Им надо было нас давным-давно посадить в тюрьму, – это было бы, с их точки зрения, – дело. А тут завязали переговоры-разговоры. Да еще на «легальной, советской платформе». Это уже была наполовину их гибель, ибо удержаться тут в равновесии было никак невозможно: или – или. Или не признаешь Советскую власть – и тогда сажай ее защитников, расстреливай, свергай; или, раз признал ее, хоть и на словах, – никак не отвертишься от убийственной логики, которую нам в нашем положении «советчиков» так просто развивать.
Мы все время и по каждому вопросу ставили крепостников в тупик и обнаруживали им же самим противоречия в их словах. Тогда они быстро пятились назад, кой-что не повторяли, кой-что уступали, кой от чего вовсе отказывались и говорили, что этого не было, что это недоразумение, оговорка и так далее.
Назвался груздем – полезай в кузов.
На примере этого безрассудного восстания вообще хорошо можно научиться тому – как не надо делать восстаний. Крепостники негодовали. Бранились, бесились. Но что ж от того: не в этом сила в конце концов.

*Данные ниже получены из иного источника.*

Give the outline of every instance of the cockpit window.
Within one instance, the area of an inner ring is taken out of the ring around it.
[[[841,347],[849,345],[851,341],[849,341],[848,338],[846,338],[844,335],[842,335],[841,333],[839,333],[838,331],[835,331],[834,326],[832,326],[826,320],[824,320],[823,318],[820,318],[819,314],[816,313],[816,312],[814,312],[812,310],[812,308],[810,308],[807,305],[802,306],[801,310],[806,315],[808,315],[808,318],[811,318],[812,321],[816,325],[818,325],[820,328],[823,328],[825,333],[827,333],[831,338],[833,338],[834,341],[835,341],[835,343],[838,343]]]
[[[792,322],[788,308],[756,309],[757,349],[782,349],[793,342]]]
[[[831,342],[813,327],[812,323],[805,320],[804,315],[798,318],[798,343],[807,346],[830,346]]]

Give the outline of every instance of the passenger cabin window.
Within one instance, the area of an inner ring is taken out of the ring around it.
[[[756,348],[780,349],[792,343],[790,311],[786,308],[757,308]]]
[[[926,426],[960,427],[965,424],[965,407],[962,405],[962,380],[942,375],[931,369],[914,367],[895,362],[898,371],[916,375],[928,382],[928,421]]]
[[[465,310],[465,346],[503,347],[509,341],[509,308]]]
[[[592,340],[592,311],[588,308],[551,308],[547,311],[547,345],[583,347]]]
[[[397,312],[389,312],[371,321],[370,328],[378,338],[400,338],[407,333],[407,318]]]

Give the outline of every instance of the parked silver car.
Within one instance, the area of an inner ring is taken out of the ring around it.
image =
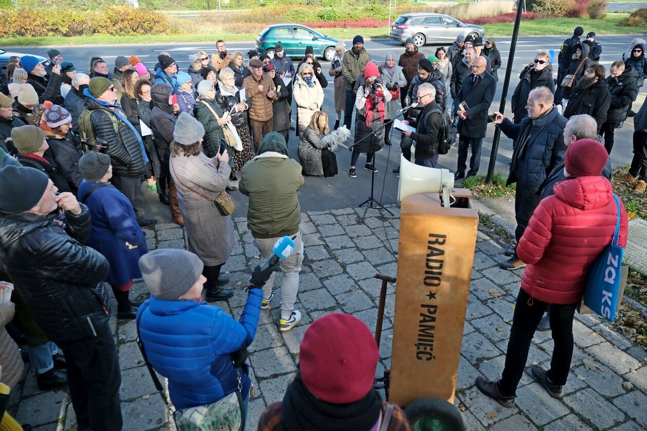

Только вот что нас смущало: наговоримся, постановим, запишем… Ну, хорошо. А будет ли крепость-то сама всему этому подчиняться, что мы тут скажем? Ой, нет, – ох, мало надежды. Ведь и самый-то боеревком, говорят, у них только чести ради выбран, а все дела решают на общих крепостных собраниях… Так куда уж тут надеяться, что наши решенья там приняты будут «единогласно»? Пустое, пожалуй, все это… А делать все-таки надо. И мы делали усердно, настойчиво, тщательно.
Первым вопросом стояло:
О белом офицерстве из перебежчиков и находящихся в Семиречье.
Не очень складна формулировка, – ну, да ладно. По разным вопросам разные были у них и «докладчики», особенно потом, когда разгорелись страсти, – каждый спешил высказаться первым. Всем скопом выли зараз.
– …Зачем все офицеры на свободе? – кричали они. – Совецкая власть должна быть не такая, чтобы офицеров на службе держать: пожалуйте, дескать, господин офицер казацкий, в продотдел работать, а там мы паек вам дадим, будете обеспечены. Разве такая Совецкая власть? Всех посадить сразу – так требует крепость, а если не посадите, мы сами посадим, а вместе с ними и вас всех туда же… Довольно терпеть, мы сами все можем делать, и без вас: ишь, учителя какие понаехали, офицеров распускать, – видно, дороги больно пришлись по сердцу…
– Товарищи, да что вы говорите, – отражали мы лихой налет, – и о чем тут спорить: ни вам, ни нам офицеры не товарищи.
– Нет, товарищи у вас, коли так…
– Да нет же… И вовсе не в том дело.
– Втирай очки! – хихикал Вилецкий. – Знаем вашего брата, куда вертеть надо… А тут и спорить нечего: раз они вам не товарищи – посадить в тюрьму и кончено, расстрелять сукиных детей…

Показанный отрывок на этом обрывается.